We are reprinting an article written for our young adult’s publication (Z-News) several years ago. It describes plainly and succinctly our Biblical basis for the name of our ministry.
When I tell people the name of our fellowship, they often ask, “Why Zerubbabel?” The story of Zerubbabel (Ezra 2) and the rebuilding of the temple in Jerusalem is very encouraging. Our Christian fellowship takes its name from a descendent of King David. Zerubbabel led the first and largest group of Israelites out of slavery and back to the promised land. Just as Zerubbabel knew he was to return the Israelites to the promised land the rebuild the temple, we are a part of God’s rebuilding the present-day church. We do this by believing that Jesus Christ is living in us and as us, and by taking His message to others.
When the Israelites, led by Zerubbabel, arrived in Jerusalem, they did not begin by laying the city walls or constructing government buildings, but by rebuilding the altar. They worshipped God together and celebrated with a feast. Zerubbabel had his priorities straight right from the start.
The temple foundation was soon completed, but two problems arose. Some of the workers remembered Solomon’s magnificent temple and were disappointed by how much smaller and less spectacular their new temple would be. Likewise, our ministry might appear fairly small and unimportant, but God is impressed not by size or number but by our faith in Him.
The faith of the prophet Zerubbabel was certainly tested when work on the temple ground to a halt in the face of threats by enemies of the Jews. People went home, and sixteen years passed. Understandable, Zerubbabel felt very discouraged having to stop the building of the temple after an initial period of such excitement and accomplishment.
God knew Zerubbabel’s feelings of hopelessness, so He sent the prophets of Haggai and Zechariah to confront the reluctant people and to comfort their fears. This encouragement brought about renewed energy among the people, and they began to work once more. After the work was restarted, God’s temple was completed in only four years.
It is not uncommon for us to feel discouraged, just as Zerubbabel did, when things do not appear to be going our way. However, when we know that we are not independent of God and therefore are unable to do anything in and of ourselves, we see God in control and that He works all things together for good. As believers, we should expect opposition when doing God’s work–Satan is always working against God and His people.

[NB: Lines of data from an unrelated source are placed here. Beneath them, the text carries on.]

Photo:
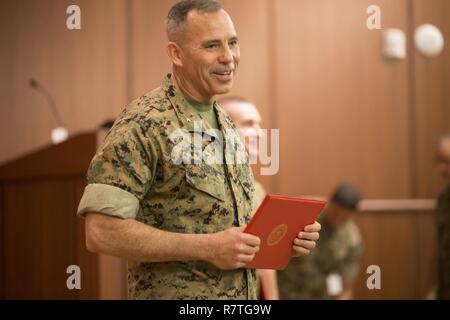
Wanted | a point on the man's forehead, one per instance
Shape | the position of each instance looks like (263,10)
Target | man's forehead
(209,25)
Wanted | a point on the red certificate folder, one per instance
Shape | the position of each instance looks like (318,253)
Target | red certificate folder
(277,223)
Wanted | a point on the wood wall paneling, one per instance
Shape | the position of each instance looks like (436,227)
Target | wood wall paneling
(38,253)
(432,100)
(85,69)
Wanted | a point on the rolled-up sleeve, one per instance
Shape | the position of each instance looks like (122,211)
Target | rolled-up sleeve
(108,200)
(120,173)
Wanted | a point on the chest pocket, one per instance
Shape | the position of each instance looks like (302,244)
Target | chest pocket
(206,179)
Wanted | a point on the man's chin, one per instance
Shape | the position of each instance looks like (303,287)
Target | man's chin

The opposition may try to discourage and intimidate us or accuse us unjustly, but when we are prepared for spiritual warfare, we cannot be stopped by the Evil One.
Just as Satan caused the building of the temple to be interrupted by tricking the Israelites into acting on their fears and doubts, Satan can also tempt us as Christians today. When we believe Satan’s lie that we are on our own, sweating and struggling to do God’s work, we will act on our fears and doubts, but when we believe God’s truth that the Holy Spirit lives inside us, we are able to do all things through Him (Phil. 4:13).

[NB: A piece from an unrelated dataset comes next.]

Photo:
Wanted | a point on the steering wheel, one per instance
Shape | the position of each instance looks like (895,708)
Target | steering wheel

Here is a very encouraging verse that is important for us to remember: “this is what the Lord says to Zerubbabel: It is not by force nor by strength, but by My Spirit,’ says the Lord almighty. Nothing, not even a mighty mountain will stand in Zerubbael’s way; it will flatten out before him! Then Zerubbabel will set the final stone of the temple in place, and the people will shout: May God bless it!'” (Zechariah 4:6, 7).